Bepaalde personen die niet worden vertegenwoordigd door een gemachtigde die beroepsmatig rechtsbijstand verleent, mogen per post beroep in cassatie instellen. Dit zijn natuurlijke personen en verenigingen waarvan de statuten niet zijn opgenomen in een notariële akte.
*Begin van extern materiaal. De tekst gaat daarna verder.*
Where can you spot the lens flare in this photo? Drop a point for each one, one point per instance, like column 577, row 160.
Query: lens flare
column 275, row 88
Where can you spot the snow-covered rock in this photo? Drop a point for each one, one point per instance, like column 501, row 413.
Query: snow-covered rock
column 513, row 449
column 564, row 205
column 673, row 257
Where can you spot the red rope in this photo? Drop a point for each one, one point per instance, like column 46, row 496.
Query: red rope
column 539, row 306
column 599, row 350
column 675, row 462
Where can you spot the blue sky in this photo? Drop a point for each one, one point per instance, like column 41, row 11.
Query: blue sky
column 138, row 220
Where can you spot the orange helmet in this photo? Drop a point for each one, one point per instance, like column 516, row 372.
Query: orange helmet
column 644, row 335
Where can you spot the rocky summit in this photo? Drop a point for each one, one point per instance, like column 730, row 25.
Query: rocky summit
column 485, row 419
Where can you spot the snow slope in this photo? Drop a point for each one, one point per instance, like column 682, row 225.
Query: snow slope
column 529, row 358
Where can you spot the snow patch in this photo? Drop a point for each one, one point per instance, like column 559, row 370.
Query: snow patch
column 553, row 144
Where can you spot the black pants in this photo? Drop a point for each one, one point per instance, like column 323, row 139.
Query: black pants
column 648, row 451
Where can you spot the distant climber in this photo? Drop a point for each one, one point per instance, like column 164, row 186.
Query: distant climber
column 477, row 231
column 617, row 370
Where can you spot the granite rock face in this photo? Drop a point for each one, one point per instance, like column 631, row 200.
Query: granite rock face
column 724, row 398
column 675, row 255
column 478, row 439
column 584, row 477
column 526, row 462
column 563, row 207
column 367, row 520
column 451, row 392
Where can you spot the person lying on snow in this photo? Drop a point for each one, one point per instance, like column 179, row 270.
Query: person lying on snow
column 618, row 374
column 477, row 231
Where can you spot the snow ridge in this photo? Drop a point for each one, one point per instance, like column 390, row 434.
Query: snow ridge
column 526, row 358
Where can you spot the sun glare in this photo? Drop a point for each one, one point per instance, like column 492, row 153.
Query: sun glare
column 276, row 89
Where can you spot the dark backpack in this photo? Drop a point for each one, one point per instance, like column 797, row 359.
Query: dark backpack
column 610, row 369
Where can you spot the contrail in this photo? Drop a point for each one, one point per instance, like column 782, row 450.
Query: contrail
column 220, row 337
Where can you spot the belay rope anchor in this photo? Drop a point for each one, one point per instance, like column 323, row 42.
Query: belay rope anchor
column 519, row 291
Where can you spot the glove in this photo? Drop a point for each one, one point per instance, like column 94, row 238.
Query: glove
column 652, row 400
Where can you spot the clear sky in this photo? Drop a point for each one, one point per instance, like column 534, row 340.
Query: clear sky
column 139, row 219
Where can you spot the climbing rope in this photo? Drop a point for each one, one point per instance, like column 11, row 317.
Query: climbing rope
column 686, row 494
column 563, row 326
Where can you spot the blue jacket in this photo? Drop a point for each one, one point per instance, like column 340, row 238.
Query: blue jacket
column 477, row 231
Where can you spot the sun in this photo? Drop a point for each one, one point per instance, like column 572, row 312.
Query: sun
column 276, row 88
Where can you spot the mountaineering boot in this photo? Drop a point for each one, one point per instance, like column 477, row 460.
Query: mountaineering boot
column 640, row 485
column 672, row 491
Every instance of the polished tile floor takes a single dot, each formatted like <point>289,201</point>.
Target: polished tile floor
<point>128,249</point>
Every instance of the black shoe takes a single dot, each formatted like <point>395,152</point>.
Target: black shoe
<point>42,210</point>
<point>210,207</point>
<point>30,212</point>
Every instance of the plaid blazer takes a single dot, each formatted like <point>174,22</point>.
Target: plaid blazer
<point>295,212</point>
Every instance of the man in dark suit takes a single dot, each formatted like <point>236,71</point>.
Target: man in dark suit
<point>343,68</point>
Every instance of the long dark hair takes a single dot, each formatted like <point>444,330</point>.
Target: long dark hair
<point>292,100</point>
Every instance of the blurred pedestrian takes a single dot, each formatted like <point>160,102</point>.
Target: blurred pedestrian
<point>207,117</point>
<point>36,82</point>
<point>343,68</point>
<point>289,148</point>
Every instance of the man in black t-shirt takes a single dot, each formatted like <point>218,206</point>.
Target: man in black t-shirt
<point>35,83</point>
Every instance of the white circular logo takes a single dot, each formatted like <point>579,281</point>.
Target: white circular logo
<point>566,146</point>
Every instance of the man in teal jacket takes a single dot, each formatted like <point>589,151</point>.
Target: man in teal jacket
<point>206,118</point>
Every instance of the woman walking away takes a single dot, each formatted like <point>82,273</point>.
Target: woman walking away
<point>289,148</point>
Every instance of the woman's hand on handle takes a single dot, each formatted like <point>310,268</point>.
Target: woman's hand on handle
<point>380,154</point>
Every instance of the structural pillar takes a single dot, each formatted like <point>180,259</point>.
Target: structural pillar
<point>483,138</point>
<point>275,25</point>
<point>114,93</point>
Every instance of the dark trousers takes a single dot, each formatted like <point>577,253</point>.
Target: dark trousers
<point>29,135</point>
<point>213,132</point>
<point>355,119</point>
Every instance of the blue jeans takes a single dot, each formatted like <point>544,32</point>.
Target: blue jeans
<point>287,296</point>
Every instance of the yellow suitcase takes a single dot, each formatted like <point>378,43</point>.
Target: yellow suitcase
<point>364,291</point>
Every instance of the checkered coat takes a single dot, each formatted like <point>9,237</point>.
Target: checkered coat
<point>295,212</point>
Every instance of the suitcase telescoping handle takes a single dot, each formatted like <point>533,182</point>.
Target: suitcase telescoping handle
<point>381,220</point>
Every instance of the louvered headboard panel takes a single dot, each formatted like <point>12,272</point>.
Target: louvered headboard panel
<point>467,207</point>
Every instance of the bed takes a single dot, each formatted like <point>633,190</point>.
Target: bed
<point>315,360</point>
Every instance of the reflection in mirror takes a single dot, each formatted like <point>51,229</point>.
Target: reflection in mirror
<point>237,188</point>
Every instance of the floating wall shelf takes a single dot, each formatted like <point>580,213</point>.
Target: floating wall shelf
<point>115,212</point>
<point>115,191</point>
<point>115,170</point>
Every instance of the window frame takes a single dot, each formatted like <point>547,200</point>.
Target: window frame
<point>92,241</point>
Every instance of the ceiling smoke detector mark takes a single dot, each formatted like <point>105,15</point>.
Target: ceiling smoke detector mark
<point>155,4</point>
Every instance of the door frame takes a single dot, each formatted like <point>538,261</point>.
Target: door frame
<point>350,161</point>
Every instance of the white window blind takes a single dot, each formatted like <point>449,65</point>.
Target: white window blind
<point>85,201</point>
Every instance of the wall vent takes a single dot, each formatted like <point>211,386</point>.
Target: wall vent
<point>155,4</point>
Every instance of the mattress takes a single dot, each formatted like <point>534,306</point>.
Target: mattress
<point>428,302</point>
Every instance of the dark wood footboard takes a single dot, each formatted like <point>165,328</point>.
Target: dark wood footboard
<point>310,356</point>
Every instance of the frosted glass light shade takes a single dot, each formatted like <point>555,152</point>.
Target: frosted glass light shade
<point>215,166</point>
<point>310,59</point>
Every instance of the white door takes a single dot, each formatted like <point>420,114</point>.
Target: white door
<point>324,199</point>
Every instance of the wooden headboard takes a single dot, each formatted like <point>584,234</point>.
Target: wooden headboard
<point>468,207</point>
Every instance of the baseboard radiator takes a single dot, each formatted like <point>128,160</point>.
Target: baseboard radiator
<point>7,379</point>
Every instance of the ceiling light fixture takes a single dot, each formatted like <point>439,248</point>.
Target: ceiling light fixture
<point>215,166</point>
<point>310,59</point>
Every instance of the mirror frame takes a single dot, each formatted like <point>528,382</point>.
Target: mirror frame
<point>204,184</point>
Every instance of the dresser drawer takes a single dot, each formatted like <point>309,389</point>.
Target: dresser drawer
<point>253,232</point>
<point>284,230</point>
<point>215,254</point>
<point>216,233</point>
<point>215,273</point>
Als zij geen gebruik willen maken van digitaal procederen kunnen deze personen het beroepschrift in cassatie sturen aande Hoge Raad der Nederlanden (belastingkamer), Postbus 20303, 2500 EH Den Haag.
Alle andere personen en gemachtigden die beroepsmatig rechtsbijstand verlenen, zijn in beginsel verplicht digitaal te procederen (zie www.hogeraad.nl).
Bij het instellen van beroep in cassatie moet het volgende in acht worden genomen:

1 - bij het beroepschrift wordt een afschrift van deze uitspraak gevoegd;

2 - (alleen bij procederen op papier) het beroepschrift moet ondertekend zijn;

3 - het beroepschrift moet ten minste het volgende vermelden:

a. - de naam en het adres van de indiener;
b. - de dagtekening;
c. - de vermelding van de uitspraak waartegen het beroep in cassatie is gericht;
d. - de gronden van het beroep in cassatie.
Voor het instellen van beroep in cassatie is griffierecht verschuldigd. Na het instellen van beroep in cassatie ontvangt de indiener een nota griffierecht van de griffier van de Hoge Raad. In het cassatieberoepschrift kan de Hoge Raad verzocht worden om de wederpartij te veroordelen in de proceskosten.